3 Responses to “TCM for Flu”

  1. Astrosmurfon 02 Sep 2013 at 10:01 am

    During a recent visit to Beijing I walked through one of the largest bookstores in the City. The huge top floor contained books that seemed to be university text books. There were large sections on everything you would expect: math, computer programming, electronics, medicine, law et cetera. The amount of books on traditional Chinese medicine were enormous, probably about the same amount as the “western” medicine books or slightly more. So it seems that the support for TCM in Chinese academia is quite big. It would be interesting know how much the TCM and the “western” medicine blend together in the education of physicians in China.

  2. locutusbrgon 02 Sep 2013 at 12:09 pm

    Disappointing and sad. One of the great ripostes to traditional Chinese medicine advocates in the west is demonstrating how industrialized China has moved steadily away from TCM. I hate seeing this destructive erosion of the scientific evaluation and evolution of treatment. As opposed to wishful thinking, confirmation bias, and unregulated profiteering.

  3. ChrisHon 02 Sep 2013 at 10:04 pm

    When I get a mild flu or cold, I do enjoy some hot and sour soup from the neighborhood Chinese restaurant.
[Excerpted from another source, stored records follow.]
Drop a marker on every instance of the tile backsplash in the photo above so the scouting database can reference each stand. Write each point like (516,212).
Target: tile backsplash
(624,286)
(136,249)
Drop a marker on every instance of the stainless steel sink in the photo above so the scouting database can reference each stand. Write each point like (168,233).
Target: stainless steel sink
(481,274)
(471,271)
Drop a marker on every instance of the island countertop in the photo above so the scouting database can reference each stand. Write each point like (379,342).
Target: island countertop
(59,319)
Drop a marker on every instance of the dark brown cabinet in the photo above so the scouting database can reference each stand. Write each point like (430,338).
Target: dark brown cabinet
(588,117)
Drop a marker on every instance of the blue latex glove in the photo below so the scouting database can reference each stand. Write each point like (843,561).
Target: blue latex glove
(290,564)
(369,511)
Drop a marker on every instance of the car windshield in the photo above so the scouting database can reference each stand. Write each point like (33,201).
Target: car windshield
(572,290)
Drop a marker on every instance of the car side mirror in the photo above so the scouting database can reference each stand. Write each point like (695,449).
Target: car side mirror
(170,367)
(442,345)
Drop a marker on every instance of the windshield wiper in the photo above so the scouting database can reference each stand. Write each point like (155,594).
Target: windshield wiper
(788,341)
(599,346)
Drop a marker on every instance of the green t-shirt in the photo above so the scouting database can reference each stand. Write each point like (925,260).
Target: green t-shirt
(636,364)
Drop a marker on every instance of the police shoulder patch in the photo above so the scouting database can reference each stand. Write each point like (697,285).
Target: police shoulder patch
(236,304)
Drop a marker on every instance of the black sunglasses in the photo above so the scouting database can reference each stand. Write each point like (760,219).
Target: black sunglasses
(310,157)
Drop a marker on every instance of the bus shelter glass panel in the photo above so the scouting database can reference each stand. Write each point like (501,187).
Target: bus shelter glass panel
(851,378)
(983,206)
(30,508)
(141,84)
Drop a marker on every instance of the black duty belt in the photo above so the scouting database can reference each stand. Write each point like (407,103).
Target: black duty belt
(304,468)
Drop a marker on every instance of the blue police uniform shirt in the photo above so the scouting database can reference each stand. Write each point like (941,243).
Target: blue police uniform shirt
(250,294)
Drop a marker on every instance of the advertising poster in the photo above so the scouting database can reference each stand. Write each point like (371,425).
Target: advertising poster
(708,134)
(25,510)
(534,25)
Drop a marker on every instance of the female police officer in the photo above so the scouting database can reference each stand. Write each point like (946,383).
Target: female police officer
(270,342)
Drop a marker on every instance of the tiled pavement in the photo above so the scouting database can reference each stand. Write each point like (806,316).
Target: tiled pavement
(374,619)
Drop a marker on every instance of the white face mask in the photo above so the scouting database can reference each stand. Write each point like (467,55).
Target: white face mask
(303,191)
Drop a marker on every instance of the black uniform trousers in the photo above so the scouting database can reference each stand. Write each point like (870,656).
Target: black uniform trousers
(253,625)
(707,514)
    Though on a really bizarre related note (especially since I kept reading the title as “TamiFlu for Flu”), I just discovered a very interesting. I am reading The Drunken Botanist. On page 183 is about a small Chinese evergreen tree related to the Magnolia. The pharmaceutical industry buys about 90% of the world’s supply of this tree’s fruit, star anise, to make TamiFlu.

    I just thought it was a pretty cool factoid. Now back to the deck to continue reading the book in the fading sunlight.